ANSI, =, hash, Integer, Float

Richard A. O'Keefe ok at cs.otago.ac.nz
Tue Dec 17 03:12:11 UTC 2002


Colin Putney <cputney at whistler.com> wrote:
	Here's another proposal: make Float>>= call #shouldNotImplement.
	
	I wonder what, if anything, it would break?
	
Well, for one thing, it would leave 0 = 0.0 true,
and ANSI requires that (x = y) implies (y = x).

Equality is perfectly well defined for IEEE floating point arithmetic.
Unlike C, Smalltalk specifies the grouping of message sends, so if you
have a Smalltalk layered atop an IEEE arithmetic, there is no question
about when two Floats should be equal and when they should not.
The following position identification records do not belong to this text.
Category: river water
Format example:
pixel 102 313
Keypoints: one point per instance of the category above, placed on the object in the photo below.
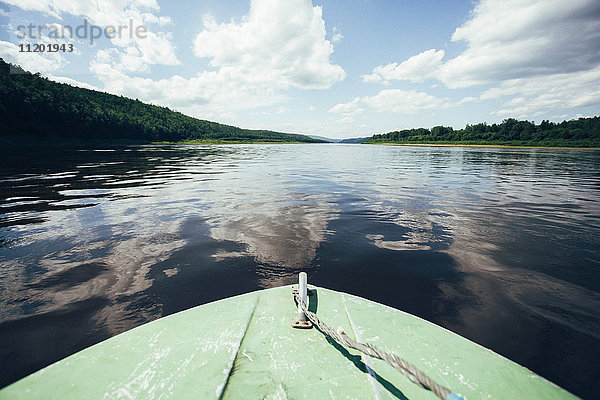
pixel 501 246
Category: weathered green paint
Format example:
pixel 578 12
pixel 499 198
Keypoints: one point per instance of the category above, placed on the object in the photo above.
pixel 243 347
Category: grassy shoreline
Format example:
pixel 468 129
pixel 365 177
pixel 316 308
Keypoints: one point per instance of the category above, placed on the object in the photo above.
pixel 501 146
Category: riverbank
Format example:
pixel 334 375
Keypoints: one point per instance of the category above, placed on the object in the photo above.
pixel 494 146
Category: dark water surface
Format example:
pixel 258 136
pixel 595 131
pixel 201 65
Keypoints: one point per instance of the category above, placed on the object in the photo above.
pixel 499 245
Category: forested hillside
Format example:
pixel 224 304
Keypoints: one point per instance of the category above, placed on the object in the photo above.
pixel 583 132
pixel 33 108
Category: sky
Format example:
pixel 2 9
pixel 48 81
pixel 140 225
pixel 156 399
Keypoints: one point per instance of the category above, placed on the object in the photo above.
pixel 334 68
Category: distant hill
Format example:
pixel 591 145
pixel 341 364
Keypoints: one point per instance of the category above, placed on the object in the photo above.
pixel 583 132
pixel 34 109
pixel 354 140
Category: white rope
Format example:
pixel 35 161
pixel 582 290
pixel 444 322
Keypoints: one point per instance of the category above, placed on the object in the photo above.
pixel 415 375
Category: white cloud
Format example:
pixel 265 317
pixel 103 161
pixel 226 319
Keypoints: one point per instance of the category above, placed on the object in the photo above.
pixel 514 39
pixel 36 62
pixel 416 68
pixel 394 101
pixel 543 55
pixel 337 35
pixel 542 95
pixel 151 47
pixel 348 109
pixel 510 39
pixel 279 43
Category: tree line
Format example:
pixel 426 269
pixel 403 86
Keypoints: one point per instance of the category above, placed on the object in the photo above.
pixel 33 108
pixel 583 132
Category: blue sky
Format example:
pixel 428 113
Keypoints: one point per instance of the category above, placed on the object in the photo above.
pixel 331 68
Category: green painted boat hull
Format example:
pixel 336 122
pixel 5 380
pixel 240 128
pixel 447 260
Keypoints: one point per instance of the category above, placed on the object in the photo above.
pixel 244 347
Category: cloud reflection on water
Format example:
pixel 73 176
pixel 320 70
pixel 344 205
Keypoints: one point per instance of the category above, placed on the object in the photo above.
pixel 491 243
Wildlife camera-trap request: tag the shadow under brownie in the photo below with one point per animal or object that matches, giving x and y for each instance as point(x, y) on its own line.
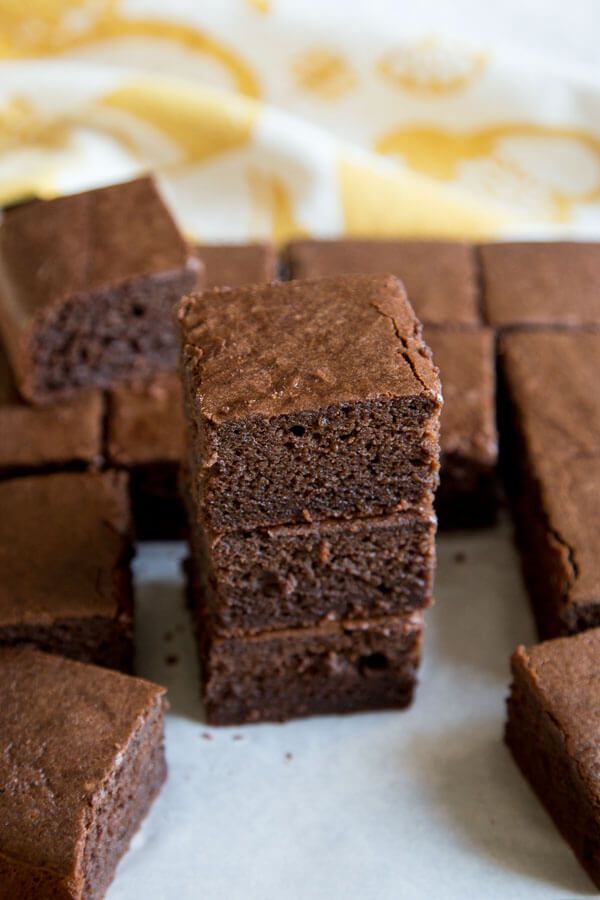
point(65, 548)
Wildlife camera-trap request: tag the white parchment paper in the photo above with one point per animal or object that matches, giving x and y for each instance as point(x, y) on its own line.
point(388, 806)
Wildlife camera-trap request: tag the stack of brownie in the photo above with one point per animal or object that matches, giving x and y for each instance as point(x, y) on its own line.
point(87, 286)
point(313, 413)
point(442, 281)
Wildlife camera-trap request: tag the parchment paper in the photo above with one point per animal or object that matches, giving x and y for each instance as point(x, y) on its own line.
point(420, 804)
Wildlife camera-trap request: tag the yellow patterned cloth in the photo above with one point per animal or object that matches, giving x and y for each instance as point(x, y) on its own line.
point(269, 118)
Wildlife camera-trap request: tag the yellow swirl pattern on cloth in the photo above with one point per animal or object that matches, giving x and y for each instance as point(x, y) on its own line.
point(260, 123)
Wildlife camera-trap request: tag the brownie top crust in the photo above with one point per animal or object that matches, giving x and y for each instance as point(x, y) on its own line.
point(145, 422)
point(270, 350)
point(466, 362)
point(63, 539)
point(551, 379)
point(440, 276)
point(65, 727)
point(236, 264)
point(554, 283)
point(564, 677)
point(35, 437)
point(84, 243)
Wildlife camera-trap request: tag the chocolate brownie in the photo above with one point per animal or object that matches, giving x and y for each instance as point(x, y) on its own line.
point(467, 493)
point(299, 575)
point(145, 434)
point(32, 439)
point(236, 264)
point(336, 667)
point(81, 761)
point(87, 286)
point(550, 403)
point(308, 400)
point(553, 732)
point(65, 548)
point(558, 522)
point(440, 277)
point(548, 284)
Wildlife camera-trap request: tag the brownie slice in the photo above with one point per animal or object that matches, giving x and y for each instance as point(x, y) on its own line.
point(308, 400)
point(145, 432)
point(547, 284)
point(34, 439)
point(467, 495)
point(300, 575)
point(550, 403)
point(65, 548)
point(81, 761)
point(87, 286)
point(440, 276)
point(333, 668)
point(558, 522)
point(232, 265)
point(553, 732)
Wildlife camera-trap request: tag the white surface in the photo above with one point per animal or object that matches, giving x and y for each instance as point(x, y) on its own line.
point(390, 806)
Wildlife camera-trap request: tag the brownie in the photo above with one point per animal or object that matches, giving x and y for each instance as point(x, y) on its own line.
point(145, 435)
point(87, 286)
point(558, 521)
point(553, 732)
point(440, 277)
point(550, 402)
point(467, 495)
point(34, 439)
point(81, 761)
point(308, 400)
point(300, 575)
point(65, 549)
point(547, 284)
point(335, 667)
point(236, 264)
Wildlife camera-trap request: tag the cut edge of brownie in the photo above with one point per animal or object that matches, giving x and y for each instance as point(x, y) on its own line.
point(301, 575)
point(539, 747)
point(330, 669)
point(126, 334)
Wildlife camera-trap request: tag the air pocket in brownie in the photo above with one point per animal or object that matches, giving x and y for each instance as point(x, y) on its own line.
point(87, 286)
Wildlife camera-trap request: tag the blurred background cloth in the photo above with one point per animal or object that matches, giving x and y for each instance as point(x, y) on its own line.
point(276, 118)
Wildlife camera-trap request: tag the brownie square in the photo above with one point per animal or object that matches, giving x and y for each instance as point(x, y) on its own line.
point(65, 548)
point(558, 522)
point(34, 439)
point(333, 668)
point(88, 283)
point(308, 400)
point(232, 265)
point(553, 732)
point(145, 434)
point(81, 761)
point(550, 401)
point(440, 276)
point(297, 576)
point(467, 495)
point(551, 284)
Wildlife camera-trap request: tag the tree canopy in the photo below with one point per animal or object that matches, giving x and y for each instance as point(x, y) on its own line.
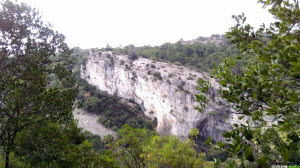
point(266, 95)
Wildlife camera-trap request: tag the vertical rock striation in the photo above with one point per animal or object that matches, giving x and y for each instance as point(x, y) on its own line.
point(164, 91)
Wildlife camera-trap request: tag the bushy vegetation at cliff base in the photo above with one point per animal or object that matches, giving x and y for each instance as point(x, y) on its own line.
point(113, 111)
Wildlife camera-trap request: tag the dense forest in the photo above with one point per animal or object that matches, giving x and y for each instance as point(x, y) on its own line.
point(40, 86)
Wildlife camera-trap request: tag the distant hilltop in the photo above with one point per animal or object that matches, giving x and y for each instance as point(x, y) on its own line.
point(215, 38)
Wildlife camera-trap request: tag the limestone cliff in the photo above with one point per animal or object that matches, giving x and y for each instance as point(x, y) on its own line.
point(164, 91)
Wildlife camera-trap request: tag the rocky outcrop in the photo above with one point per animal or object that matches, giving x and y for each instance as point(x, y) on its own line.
point(164, 91)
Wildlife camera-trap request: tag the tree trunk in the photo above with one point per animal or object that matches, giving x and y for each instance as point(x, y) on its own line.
point(7, 152)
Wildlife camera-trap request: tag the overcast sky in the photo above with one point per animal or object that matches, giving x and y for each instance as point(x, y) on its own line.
point(94, 23)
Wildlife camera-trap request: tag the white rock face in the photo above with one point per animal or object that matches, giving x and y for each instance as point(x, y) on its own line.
point(169, 99)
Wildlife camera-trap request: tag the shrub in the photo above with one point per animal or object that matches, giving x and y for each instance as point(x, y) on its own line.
point(157, 75)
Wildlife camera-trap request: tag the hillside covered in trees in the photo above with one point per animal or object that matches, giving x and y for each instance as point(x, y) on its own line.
point(40, 85)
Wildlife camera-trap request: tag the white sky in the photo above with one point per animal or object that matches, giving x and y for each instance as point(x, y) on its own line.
point(94, 23)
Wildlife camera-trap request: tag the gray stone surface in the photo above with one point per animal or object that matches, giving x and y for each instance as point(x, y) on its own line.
point(89, 122)
point(170, 100)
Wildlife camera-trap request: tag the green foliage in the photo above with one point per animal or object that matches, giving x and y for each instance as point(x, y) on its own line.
point(202, 56)
point(29, 59)
point(266, 94)
point(157, 75)
point(137, 147)
point(113, 111)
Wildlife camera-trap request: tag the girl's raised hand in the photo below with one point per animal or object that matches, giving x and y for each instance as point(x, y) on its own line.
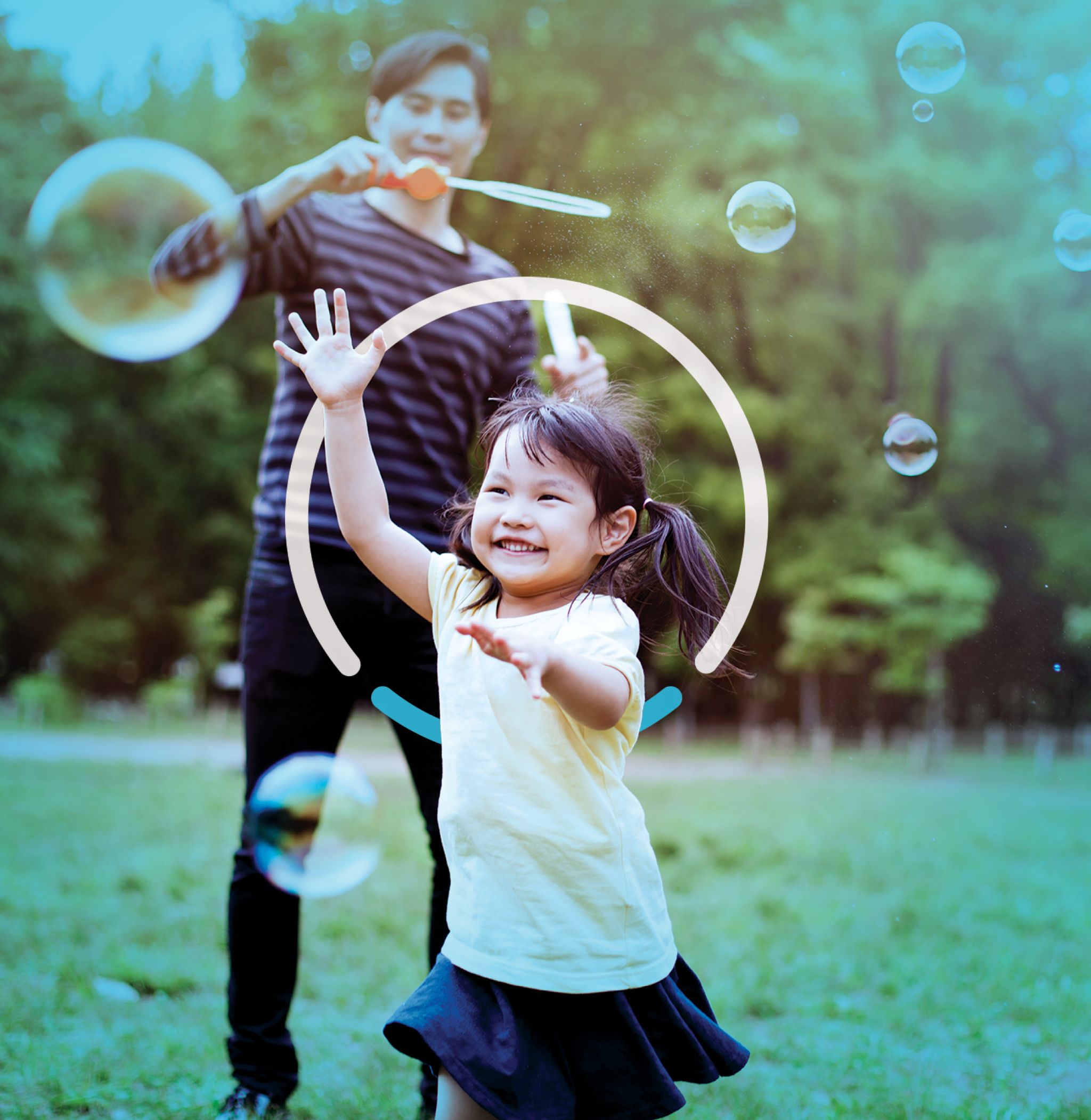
point(531, 656)
point(337, 372)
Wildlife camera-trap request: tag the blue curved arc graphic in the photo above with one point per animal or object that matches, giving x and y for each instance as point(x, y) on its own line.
point(391, 705)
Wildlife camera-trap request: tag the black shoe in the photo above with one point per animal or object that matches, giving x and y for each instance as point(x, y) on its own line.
point(246, 1103)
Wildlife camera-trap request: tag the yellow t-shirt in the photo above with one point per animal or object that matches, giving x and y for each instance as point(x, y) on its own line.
point(553, 881)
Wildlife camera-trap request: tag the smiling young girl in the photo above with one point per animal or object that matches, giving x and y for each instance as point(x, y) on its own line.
point(559, 994)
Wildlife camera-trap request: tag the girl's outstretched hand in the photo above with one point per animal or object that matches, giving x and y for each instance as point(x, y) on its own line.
point(531, 656)
point(337, 372)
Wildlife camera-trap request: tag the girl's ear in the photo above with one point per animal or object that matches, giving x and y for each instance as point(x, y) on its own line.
point(616, 529)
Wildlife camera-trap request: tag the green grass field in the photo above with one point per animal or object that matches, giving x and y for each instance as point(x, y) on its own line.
point(888, 945)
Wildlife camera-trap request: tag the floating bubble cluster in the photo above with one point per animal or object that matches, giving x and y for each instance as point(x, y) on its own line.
point(931, 58)
point(923, 111)
point(762, 216)
point(312, 819)
point(910, 446)
point(1072, 241)
point(93, 231)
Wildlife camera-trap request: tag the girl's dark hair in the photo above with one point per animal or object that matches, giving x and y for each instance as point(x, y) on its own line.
point(407, 61)
point(666, 572)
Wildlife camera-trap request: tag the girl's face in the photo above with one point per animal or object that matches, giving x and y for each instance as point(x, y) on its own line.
point(536, 529)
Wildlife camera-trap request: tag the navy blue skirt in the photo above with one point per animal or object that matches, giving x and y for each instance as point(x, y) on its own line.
point(525, 1054)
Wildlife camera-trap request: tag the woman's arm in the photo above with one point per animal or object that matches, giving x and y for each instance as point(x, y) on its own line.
point(340, 374)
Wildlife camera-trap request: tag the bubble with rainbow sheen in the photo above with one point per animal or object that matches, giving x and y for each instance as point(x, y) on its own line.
point(93, 231)
point(762, 216)
point(312, 820)
point(910, 446)
point(931, 58)
point(1072, 241)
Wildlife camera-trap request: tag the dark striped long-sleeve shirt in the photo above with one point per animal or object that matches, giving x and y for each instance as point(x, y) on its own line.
point(433, 390)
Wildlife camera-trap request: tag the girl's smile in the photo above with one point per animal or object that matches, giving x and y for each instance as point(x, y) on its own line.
point(536, 528)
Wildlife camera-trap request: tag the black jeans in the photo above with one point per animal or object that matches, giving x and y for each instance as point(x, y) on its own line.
point(295, 699)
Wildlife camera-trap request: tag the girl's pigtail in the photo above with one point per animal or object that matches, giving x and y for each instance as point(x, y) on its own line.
point(669, 575)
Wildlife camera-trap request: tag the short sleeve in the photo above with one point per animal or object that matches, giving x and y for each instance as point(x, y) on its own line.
point(451, 585)
point(607, 631)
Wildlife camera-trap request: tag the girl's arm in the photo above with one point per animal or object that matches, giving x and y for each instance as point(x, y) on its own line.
point(339, 374)
point(593, 694)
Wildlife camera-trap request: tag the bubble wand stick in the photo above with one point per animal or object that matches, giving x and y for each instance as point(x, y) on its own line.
point(425, 181)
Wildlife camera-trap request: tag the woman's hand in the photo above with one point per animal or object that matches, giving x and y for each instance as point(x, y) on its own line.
point(351, 166)
point(585, 375)
point(531, 656)
point(337, 372)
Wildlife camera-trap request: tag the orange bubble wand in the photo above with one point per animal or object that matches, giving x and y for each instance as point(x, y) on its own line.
point(425, 180)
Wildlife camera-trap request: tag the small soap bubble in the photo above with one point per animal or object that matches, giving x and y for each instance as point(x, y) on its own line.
point(762, 216)
point(923, 111)
point(312, 819)
point(931, 58)
point(93, 231)
point(1072, 241)
point(910, 446)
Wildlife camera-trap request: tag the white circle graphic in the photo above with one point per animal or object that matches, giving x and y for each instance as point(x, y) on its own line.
point(755, 498)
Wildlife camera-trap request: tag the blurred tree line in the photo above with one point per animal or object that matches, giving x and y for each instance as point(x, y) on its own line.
point(921, 278)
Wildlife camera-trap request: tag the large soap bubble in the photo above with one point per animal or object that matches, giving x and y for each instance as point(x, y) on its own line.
point(762, 216)
point(1072, 241)
point(931, 58)
point(910, 446)
point(93, 231)
point(312, 819)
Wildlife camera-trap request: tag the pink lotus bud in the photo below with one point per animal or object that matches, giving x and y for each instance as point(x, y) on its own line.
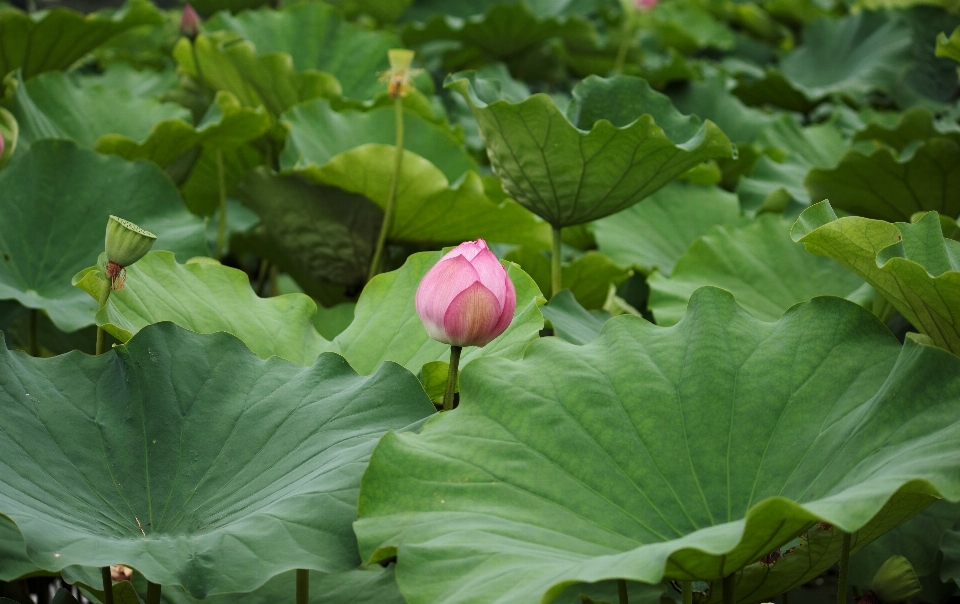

It isn't equality between floating point numbers that's the problem.
It's equality between floating point numbers and rational numbers.
Prolog solved the problem by recognising that
    "X is the same key as Y" (=)
and "X and Y are pretty much the same number" (=:=)
are different relations, so that 0 = 0, 0.0 = 0.0, -0.0 = -0.0
are all true, 0 = 0.0, 0.0 = -0.0, -0.0 = 0 are all false,
and 0 =:= 0.0, 0.0 =:= -0.0, -0.0 =:= 0 are all true.